One could fix this in our installer in two ways: write a byte at the end of the file (forcing the NTFS driver to write tens of gigabytes of zeros to initialize the file), or use SetFileValidData to mark the unused space as valid without actually initializing it. We chose the latter: installing a new OS is already a privileged operation, and the permissions on the Endless OS image file are set to deny read access to mere mortals, so it’s safe to avoid the cost of writing ten billion zeros. ((A note on the plural of “zero”: I conducted a poll on Twitter but chose to disregard the result when it was pointed out that MATLAB and NumPy both spell it without an “e”. See?
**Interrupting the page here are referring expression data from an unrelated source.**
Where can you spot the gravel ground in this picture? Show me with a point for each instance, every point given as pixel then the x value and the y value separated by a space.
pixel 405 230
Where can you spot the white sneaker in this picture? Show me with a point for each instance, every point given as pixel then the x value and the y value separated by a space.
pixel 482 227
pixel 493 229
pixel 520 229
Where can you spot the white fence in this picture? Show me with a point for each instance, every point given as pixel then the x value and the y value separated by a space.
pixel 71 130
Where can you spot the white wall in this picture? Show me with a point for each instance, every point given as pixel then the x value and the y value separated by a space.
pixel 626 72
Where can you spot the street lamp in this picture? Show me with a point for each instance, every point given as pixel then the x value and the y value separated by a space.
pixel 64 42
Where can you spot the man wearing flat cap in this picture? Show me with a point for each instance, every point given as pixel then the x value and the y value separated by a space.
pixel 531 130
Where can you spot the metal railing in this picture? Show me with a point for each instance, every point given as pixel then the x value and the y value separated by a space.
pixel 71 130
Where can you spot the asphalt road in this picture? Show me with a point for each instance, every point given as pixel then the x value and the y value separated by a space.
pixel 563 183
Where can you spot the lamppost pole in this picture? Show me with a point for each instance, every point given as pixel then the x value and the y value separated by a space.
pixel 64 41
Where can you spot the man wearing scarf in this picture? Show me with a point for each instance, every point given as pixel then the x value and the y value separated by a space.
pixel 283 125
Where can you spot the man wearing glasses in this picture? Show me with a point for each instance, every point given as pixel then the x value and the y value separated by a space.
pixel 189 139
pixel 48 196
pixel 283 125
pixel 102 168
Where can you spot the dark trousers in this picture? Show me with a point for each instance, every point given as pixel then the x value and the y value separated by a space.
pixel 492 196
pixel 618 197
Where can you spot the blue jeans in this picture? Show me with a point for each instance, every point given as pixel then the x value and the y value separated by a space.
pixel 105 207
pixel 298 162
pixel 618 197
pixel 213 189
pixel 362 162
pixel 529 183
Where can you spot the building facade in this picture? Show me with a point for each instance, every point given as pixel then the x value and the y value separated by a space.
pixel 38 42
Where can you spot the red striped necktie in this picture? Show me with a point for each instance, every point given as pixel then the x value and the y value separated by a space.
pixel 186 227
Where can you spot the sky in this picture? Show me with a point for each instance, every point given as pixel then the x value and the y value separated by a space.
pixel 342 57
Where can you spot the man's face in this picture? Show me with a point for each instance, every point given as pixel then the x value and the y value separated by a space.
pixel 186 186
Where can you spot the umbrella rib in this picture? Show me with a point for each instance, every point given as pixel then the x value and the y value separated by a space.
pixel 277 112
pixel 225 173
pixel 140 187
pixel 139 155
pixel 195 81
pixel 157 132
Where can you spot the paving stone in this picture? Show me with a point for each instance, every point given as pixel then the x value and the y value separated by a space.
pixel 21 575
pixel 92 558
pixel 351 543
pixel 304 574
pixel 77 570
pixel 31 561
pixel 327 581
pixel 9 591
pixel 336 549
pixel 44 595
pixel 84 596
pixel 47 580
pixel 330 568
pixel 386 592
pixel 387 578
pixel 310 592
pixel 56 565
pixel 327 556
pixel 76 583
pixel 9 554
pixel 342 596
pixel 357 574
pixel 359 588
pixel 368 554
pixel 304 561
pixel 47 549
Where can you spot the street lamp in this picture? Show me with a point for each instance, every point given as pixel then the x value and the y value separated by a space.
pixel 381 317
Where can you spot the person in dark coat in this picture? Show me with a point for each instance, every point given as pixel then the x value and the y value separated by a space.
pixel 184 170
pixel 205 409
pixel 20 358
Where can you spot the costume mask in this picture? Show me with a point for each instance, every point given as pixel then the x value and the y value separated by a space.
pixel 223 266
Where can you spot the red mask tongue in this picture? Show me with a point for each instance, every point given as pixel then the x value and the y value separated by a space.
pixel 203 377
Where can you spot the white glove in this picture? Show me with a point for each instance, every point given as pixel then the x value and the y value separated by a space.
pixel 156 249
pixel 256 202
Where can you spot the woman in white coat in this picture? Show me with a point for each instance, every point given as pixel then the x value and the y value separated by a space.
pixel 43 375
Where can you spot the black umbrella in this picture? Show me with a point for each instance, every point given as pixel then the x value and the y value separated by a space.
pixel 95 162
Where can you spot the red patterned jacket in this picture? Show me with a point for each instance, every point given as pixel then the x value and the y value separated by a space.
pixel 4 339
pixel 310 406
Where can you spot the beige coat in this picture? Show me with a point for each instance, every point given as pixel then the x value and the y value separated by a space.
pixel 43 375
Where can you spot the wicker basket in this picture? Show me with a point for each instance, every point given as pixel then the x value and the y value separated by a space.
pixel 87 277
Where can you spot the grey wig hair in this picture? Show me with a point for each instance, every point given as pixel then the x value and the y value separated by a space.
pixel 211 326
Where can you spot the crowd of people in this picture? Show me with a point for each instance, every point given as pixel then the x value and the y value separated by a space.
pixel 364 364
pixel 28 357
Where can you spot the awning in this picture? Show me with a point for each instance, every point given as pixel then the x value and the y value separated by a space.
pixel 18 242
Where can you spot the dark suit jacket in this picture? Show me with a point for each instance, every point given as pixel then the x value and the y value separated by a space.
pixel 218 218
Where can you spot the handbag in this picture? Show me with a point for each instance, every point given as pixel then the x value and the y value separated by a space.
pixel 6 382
No need to blindly implement the result of a non-binding referendum!))

We weren’t quite home and dry yet, though: some users were still seeing their Endless OS image file corrupting itself after a few days. Having been burned once, we guessed this might be the defragmenter at work again. It turned out to be a quirk of how chunks of a file which happen to be adjacent can be represented, which we were not handling correctly in ntfsextents, leading us to map parts of the file more than once, like a glitchy tape loop. (We got lucky here: at least all the bytes we mapped really were part of the image file. Imagine if we’d mapped some arbitrary other part of the Windows system drive and happily scribbled over it…)

(Oh, why did these problems surface in the second half of any given week? By default, Windows defragments the system drive at 1am every Wednesday, or as soon as possible after that.)